BAGHDAD,— The Syrian air force conducted a number of airstrikes against Islamic State (IS) Daesh positions in Raqqa and along the Syrian-Iraqi border based on intelligence gathered by the four countries of Russia, Syria, Iran, and Iraq.
Iraq’s Joint Command released a statement Saturday afternoon claiming that the airstrikes targeted areas where “prominent terrorists” in IS-held Raqqa, Abu Kamal in Deir ez Zor, and al-Dashisha village close to the Iraqi border, were present.
The Iraqi air force carried out airstrikes inside the Syrian border in late February for the first time since the emergence of IS in Iraq in 2014.
The Joint Command listed five targets for Saturday’s Syrian airstrikes, destroying what it said were command and control centers of the extremist group where IS suicide bombers and hit-and-run operatives were based.
“Based on the intelligence from the [Iraqi] intelligence agency and the federal investigation, and through the four-membered committee for intelligence sharing, the Syrian air force carried out a series of airstrikes that targeted IS positions in Raqqa, Abu Kamal, and Dashisha village close to the Iraqi border,” the Iraqi statement said, making reference to the Baghdad operation room were the four countries share intelligence.

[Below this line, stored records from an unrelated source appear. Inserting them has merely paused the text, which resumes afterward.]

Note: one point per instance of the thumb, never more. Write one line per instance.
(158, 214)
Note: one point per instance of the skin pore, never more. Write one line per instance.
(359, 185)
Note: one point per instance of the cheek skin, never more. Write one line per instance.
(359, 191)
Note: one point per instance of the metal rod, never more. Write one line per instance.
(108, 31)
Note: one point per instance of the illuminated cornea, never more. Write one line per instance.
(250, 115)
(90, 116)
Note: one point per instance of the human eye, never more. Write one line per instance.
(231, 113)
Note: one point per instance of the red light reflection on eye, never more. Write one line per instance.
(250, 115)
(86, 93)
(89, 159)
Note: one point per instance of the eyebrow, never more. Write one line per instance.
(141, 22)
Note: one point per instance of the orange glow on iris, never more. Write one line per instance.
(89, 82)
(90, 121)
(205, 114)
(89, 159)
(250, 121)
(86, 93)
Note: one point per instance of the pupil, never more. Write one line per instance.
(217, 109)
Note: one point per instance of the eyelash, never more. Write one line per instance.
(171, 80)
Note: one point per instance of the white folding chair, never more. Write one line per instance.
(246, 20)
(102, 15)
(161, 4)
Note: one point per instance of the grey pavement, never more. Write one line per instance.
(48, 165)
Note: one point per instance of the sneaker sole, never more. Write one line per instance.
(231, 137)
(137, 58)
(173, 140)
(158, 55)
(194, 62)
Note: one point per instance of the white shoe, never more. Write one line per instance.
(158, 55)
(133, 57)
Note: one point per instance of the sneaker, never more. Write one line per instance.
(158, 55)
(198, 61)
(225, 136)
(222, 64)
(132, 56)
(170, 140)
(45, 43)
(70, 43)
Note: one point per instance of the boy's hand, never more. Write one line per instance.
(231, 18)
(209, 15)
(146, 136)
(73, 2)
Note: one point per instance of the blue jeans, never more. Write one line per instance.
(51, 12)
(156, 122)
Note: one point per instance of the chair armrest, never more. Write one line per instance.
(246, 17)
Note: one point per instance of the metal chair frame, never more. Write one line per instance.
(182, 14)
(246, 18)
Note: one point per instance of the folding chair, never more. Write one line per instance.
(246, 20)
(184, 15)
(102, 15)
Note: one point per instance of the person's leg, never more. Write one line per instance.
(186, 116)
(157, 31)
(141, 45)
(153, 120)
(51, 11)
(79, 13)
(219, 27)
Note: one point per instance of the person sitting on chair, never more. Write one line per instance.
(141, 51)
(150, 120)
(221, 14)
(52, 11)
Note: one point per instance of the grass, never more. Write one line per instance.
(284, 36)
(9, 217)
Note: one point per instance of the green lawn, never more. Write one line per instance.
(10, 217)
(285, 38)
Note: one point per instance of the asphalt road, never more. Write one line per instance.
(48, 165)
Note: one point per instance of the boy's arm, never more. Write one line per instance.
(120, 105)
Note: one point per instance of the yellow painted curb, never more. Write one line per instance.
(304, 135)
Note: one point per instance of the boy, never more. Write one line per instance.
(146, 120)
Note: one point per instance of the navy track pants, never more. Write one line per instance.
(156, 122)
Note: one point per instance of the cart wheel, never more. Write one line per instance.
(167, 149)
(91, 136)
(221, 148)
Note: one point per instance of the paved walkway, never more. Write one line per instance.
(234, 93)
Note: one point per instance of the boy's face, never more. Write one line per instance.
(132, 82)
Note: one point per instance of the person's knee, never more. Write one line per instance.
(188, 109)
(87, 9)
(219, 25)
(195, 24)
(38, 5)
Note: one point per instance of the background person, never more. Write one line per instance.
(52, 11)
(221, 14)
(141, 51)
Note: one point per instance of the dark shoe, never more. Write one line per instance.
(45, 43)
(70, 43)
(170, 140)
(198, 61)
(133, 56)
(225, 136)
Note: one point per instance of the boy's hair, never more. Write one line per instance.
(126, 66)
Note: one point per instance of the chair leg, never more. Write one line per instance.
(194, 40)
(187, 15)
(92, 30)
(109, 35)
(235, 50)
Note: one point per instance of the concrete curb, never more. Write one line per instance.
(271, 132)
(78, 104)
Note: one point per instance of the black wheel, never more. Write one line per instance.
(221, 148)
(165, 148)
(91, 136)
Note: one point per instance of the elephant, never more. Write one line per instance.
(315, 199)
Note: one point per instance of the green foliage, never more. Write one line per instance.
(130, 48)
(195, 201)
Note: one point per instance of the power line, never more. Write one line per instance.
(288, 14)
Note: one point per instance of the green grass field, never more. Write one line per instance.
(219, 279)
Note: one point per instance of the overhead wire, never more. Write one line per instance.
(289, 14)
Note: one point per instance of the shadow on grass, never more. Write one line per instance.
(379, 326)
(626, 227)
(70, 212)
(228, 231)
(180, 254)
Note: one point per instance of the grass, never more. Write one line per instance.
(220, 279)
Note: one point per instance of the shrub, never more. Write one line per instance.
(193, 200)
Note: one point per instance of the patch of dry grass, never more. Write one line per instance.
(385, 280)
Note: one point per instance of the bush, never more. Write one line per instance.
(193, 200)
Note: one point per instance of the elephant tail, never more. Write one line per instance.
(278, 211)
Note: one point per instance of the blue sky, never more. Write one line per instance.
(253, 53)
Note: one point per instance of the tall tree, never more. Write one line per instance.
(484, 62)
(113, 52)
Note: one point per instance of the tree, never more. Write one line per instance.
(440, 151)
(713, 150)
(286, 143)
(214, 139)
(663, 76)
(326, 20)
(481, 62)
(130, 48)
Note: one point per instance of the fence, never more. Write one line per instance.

It also said that a French IS operative of Algerian origin was killed. He was named as Abu Bakir bin al-Habib al-Hakim, military commander for the extremist group in Raqqa.
Hakim was formerly among the ranks of al-Qaeda and its Syrian branch Nusra Front, the statement detailed.
In al-Dashisha village close to the Iraqi border, the airstrikes targeted a gathering of IS suicide bombers of different nationalities.
The suicide bombers were trying to enter Iraq from the Syrian side but “the airstrike killed many of them,” the statement added.
raqi Prime Minister Haider al-Abadi ordered airstrikes against IS positions in February inside Syria for the first time since the country started to fight against the extremist group in 2014.
Abadi said that the February attack was against those who “were responsible for the recent terrorist attacks in Baghdad.”
Abu Kamal is located on the border in Syria’s Deir ez-Zor governorate on the Euphrates River.
Iraqi forces deployed about 3,000 troops to fight IS in the western province of Anbar near the Syrian border in October last year.
The deployment was in the far west of the province, the largest by area. The Iraqi army, supported by Shiite and pro-government Sunni fighters, regained control of Anbar’s capital city Ramadi in late 2015.
On July 3, 2016, IS carried out its deadliest attack ever in coordinated bombings that killed more than 300 people, culminating in a suicide truck bomb targeting Baghdad’s district of Karrada.